I need to become a database-design expert ASAP!
November 11, 2005 2:09 AM   Subscribe

I need to become a database-design expert ASAP!

We are designing an MS Access human resources (HR)database for a well-established company of about 5000 people. We already have Access or Excel files for recruitment, current employees, and alumni which we want to integrate and set-up to record historical data and generate commonly needed reports. I'm pretty good in Excel, Access, and with basic programming but I've never designed a database before - let alone something this complex. If anyone knows how I can get up to speed please let me know. I can buy some books, too, since my company will reimburse me.

Regarding anticipated comments: (1) Yes, there are other knowledgable people helping me, but it is my responsibility to set this up. There is no option to pass off the project to someone else, outsource, or buy a commercial HR product like SAP or Oracle. (2) The database is going to be done in MS Access. I know there are better programs but my hands are tied on this.
posted by BigBrownBear to Computers & Internet (20 answers total) 7 users marked this as a favorite
 
Use Access to design the data entry forms for your database. Now go and buy a good book on SQL (new or second hand, it doesn't matter, but published any time after the early 90's). Read up on data normalisation.
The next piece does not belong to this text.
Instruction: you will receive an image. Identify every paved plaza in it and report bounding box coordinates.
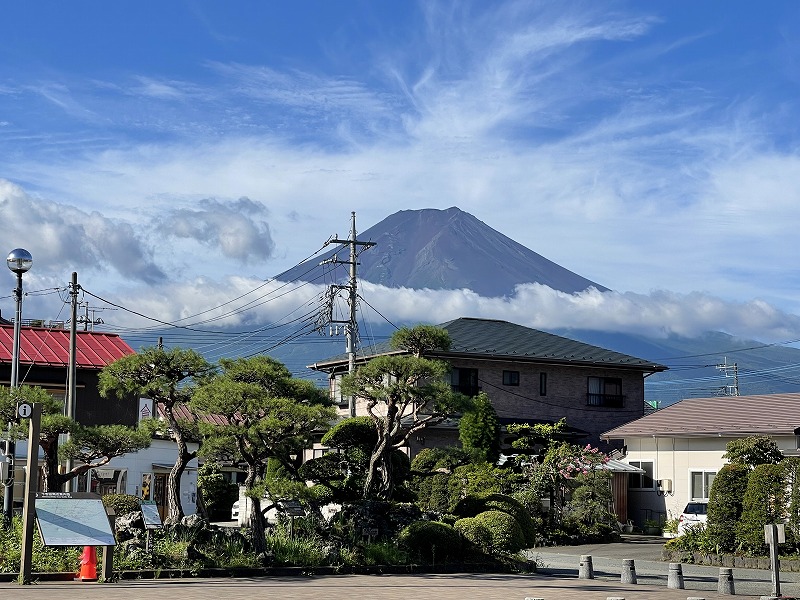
[0,574,758,600]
Now install a database server on the machine that will be serving the data to the Access users and plug it in using ODBC. (You can find out about that in the SQL book too). Mysql, Postresql, SQLserver, it doesn't matter which (only the latter two for a database application with a larger user base than the one your description implies) but don't use the JET engine included with Access for a serious multi-user applicaiton (by which I mean more than one user).

Once you've worked out the data normalisation process, and the kind of reports you want to generate, get your employer to send you on a week long course, or pay for evening classes or whatever. You're gonna need it.
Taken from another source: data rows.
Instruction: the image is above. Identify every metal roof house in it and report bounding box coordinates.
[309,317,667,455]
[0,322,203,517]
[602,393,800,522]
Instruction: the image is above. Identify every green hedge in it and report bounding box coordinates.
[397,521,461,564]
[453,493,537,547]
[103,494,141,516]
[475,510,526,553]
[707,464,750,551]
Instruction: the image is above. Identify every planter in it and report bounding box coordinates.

These days, with the maturity of the web as a platform, I wouldn't even bother with Access, it's got too many excentricities, and writing code for it is ... horrible ... and worse with 2003 as far as I can see ... but you don't have a say in that at this stage by the sounds of it.

HTH, sorry to sound negative about Access.
posted by singingfish at 2:26 AM on November 11, 2005


celko has written some good books on databases, but they're more the kind of book you read and reflect on, rather than the kind of book you read in a desperate attempt to pull of a job you shouldn't be doing.

i don't know if it's any consolation, but as i learn more about databases, i'm increasingly surprised at the number of really bad databases out there. so experience suggests that you will be able to get something working, even if you know nothing about it.

this is what i do (i'm learning too, so may miss things):

- design the tables. a process similar to oo domain modelling works quite well, except that you can't use inheritance. basically you're looking for the "different things" and the relations between them. you can get gui tools for this.

- drilling down to your basic "things" and there relations gets you a good way to a normalized schema. so the next step is to make sure it really is normalized, and clean it up.

- add not null and uniqueness/primary keys.

- add secondary key constraints, deciding how you want deletion to be handled.

- look at the operations you want to perform on the database and write procedures for them, making sure that you take care of the various constraints you have.

- around this point you may worry about triggers/rules to guarantee certain conditions. you may also need to add more tables to store state for processes that happen over time.

- make sure that transactions are grouping things together in the right size chunks so that failures leave you in a clean state.

basically you need to get three things right: store the data and relationships (easy); make it efficient (hopefully you'll be ok just by adding indices to everything); guaranteeing integrity. the last one is the most interesting - the database will do an awful lot of work for you if you let it. if you're used to pre/post conditions and invariants in programming (or declarative programming in general) then that's a big help - effectively that's what you're building into your database with the foreign key constraints, triggers, etc.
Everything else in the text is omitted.